Tuesday, 8 September 2015

Estates Limitations After Court Settlement

A will contest, particularly after an estate is settled, can be a stressful situation for all concerned. Under Tennessee law, any action to set aside probate, or the proving of the will in court, must take place within two years from the date that the will was admitted to probate. After that, with two exceptions, a will contest is forever barred.

Common Form Probate
Most often, wills are offered for probate in common form. A probate in common form can be set aside for reasons such as fraud or if someone later proves that the person who made the will did not have the capacity to make it, or was unduly influenced to make it. To begin probate, the will is presented to the probate court in the county in which the deceased, also known as the decedent, resided. The executor named in the will, or another interested party, presents the will to the clerk, master or judge of the probate court, who then examines the document to ensure that it meets execution requirements, or is "sufficient." If an eligible party contests the will within the two-year time frame, the court enters an order either denying or sustaining the party's right to contest. Under Tennessee law, if the order approves the will contest, the contesting party must post a bond in the amount of $500, and then the contest can go to trial.

Solemn Form Probate
Solemn form probate is used for nuncupative, or "deathbed" wills, made when the decedent knew that he was about to die. It's also used if the person presenting a will to the probate court wants to get any possible objections out of the way as soon as possible. In cases of solemn form probate, all interested persons must receive notice at least five days beforehand that the will is entering probate. If anyone intends to contest the will, he must do so before the final order is issued, admitting the will to probate in solemn form.

Contest Exceptions
The exceptions to the two-year statute of limitations for a Tennessee will contest involve two classes of people: Someone who was still a minor, or under the age of 18, at the time of the action can contest a will beyond the two-year period, as can someone who was "of unsound mind" during that time.

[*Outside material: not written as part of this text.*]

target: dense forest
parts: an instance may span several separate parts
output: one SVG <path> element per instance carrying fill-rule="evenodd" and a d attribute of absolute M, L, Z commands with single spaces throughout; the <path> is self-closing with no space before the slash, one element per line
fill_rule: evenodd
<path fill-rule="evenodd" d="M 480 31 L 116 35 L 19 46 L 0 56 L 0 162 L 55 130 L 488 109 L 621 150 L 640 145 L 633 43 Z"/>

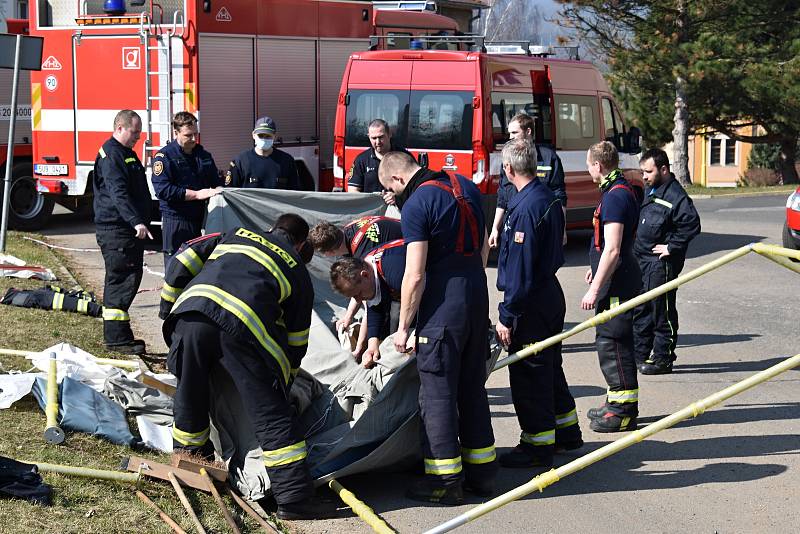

The 18-year-old must contest the will by the time he turns 20. If the latter recovers from his mental disability, the individual must contest the will within two years of retaining his faculties.

Who Can Contest a Will
Not anyone can contest a will. However, if the decedent died intestate, or without a will, and an heir stands to benefit under Tennessee laws of intestate succession, he could contest the will. Intestate succession is based on marital and kinship ties. Also, if the decedent had a prior will in which a party was named as a beneficiary, that party could also contest the will entered into probate under Tennessee law. A contesting party must prove to the clerk of the probate court that he has the right to contest a will with the appropriate documentation of his relationship to the decedent or the prior will. The clerk must file and record whatever notice he gives.